By the time she caught up to them the great opera was in full swing, and an orchestra and chorus of several hundred people on a big platform in about the center of the space was filling the air with the complex, pulsating music. Valerie had learned a bit about this opera after seeing it in New York, at first because she was curious, and then because of its subject, which was the concept of “peaceful force” suggested by the word satyagraha, a word Gandhi had made up during his campaign for Indian independence. This word could be said to express a vision of diplomacy and intelligence work at its best, or so it seemed to Valerie, and although this opera’s libretto was in Sanskrit and thus incomprehensible to almost every person who had ever sung or heard it—and although the score by Glass was extraordinarily dense and repetitive, sending percussive waves of sound echoing through the city such that it would have been dizzying even without the low-g flights—still, once she and her group had all grasped handholds like subway straps at the ends of long lines extending from a central spinner, something like a scary ride in a carnival, and it began to spin and their bodies lifted out and away from each other, either just holding on like Valerie, or dancing in space like most of her group—once that was all accomplished, she began to enjoy herself.

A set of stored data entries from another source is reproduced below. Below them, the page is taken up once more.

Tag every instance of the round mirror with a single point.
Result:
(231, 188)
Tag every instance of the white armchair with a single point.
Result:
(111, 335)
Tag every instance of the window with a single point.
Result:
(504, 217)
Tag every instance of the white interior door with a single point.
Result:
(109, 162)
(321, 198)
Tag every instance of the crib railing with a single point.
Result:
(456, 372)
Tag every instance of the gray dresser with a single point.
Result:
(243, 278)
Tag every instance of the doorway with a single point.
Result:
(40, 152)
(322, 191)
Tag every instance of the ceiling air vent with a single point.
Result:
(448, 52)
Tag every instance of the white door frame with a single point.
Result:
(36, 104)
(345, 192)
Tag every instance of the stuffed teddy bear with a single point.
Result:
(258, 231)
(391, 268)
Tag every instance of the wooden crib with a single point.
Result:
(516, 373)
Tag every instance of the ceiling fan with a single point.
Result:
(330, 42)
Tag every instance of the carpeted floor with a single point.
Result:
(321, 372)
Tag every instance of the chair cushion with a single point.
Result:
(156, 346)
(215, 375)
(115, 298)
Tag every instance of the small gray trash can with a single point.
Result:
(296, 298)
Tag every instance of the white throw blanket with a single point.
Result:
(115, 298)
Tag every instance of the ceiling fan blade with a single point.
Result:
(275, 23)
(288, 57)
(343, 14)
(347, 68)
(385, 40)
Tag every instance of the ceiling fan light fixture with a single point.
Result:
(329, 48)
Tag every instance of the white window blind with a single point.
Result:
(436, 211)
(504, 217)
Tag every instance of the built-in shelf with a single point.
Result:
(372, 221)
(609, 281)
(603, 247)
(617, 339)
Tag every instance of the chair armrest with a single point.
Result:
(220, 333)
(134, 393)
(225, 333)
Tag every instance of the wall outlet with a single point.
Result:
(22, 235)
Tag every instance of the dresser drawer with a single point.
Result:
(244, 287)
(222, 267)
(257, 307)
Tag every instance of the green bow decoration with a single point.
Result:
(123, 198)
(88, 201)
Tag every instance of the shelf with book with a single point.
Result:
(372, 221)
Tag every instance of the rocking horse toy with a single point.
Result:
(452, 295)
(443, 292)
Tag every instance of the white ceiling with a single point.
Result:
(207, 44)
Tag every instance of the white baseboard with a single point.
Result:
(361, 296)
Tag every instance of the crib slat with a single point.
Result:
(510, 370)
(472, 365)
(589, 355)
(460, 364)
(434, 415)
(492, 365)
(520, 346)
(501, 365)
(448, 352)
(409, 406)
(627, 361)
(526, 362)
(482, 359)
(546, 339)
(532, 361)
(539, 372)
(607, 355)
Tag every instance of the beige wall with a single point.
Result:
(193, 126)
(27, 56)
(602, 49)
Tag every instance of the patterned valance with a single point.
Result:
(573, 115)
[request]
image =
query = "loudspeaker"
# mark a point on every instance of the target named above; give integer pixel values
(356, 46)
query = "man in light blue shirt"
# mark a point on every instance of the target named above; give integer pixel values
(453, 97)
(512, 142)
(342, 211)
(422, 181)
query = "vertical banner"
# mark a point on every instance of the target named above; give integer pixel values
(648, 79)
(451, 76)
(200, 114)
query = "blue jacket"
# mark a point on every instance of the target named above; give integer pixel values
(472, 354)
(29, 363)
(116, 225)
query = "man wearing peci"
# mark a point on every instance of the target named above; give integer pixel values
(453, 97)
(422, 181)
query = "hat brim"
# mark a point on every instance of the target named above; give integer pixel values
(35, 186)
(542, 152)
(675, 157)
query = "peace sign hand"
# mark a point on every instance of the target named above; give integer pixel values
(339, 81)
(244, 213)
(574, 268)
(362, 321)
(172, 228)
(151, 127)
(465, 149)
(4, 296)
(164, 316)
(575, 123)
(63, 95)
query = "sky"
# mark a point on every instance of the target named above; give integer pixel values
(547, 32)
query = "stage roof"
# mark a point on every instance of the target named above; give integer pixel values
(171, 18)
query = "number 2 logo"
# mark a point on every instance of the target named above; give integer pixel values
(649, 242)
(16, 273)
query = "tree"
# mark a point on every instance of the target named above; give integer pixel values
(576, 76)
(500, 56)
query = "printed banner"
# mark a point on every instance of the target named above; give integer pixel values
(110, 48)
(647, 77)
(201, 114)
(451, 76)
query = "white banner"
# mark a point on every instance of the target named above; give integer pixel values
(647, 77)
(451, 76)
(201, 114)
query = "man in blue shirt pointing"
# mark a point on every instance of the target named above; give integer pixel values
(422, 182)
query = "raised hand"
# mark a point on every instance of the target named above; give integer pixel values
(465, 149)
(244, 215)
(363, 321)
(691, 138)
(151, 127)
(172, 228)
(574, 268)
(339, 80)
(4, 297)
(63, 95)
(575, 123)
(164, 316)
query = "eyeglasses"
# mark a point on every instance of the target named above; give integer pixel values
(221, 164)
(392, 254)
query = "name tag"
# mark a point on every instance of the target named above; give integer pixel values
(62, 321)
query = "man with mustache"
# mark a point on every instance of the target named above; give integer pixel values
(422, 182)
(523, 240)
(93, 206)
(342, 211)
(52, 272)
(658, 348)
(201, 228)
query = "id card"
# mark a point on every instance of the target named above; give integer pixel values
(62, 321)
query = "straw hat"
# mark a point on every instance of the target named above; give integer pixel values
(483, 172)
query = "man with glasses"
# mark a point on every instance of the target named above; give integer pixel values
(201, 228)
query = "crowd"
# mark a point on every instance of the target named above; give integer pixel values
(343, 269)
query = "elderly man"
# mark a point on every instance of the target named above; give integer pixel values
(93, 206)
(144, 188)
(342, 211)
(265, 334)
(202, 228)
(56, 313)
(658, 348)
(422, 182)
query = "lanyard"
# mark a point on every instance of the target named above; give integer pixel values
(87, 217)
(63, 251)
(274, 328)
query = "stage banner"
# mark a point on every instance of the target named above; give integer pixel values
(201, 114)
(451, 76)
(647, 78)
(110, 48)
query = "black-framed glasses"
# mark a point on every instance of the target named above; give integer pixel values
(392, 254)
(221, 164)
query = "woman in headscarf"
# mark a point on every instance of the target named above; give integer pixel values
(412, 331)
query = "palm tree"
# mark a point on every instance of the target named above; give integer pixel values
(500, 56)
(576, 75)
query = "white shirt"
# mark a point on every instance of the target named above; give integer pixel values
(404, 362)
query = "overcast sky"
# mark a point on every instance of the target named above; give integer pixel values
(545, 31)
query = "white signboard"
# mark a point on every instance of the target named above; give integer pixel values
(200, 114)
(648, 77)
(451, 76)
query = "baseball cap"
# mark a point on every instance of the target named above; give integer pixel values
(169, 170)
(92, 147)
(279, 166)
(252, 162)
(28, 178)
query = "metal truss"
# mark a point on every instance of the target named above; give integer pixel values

She began to join both the spirit
and the body of the dance.
Knowing the music helped a lot. When the battles of the middle act began, she kicked and flailed as rhythmically as she could, and when her entire group let go of their ropes all at once and were cast like dandelion seeds in all directions, never to meet again during the course of this opera at least, she was quick to follow, and with an almost gymnastic twist she let go, and found herself cast high over other spinning dancers. Apparently many people had let go of similar spinning mechanisms at around the same time, and the weave of flying dancers through the air was beautiful to see, although it also had to be said that if two dancers happened to be on a collision course, nothing they could do would keep them from running into each other. Or so it seemed, until Valerie saw she was headed right at a young woman dressed in scarlet, and the young woman saw her too; this allowed them to contort themselves as they flew by each other such that they just missed colliding, a nifty trick that caused them both to laugh and wave at each other as they diverged. Then the moon’s g exerted its pull, and Valerie curved down and down until she hit a bunch of netting and managed not to injure herself as she bounced to a halt. Another group of singers hanging there welcomed her and invited her by gesture to join them in their singing. This Valerie declined, at least at first; but then she recognized where the opera had gotten to, and could join in under her breath, making up the words as she went along. She knew the tune, such as it was, and at this point her group’s part was a staccato buh-buh-buh-buh buh-buh-buh-buh buh-buh-buh-buh buh-buh-buh-buh, repeated over and over and over, great fun to enunciate with the rest of them, and after a while she was actually shouting it as loud as she could shout.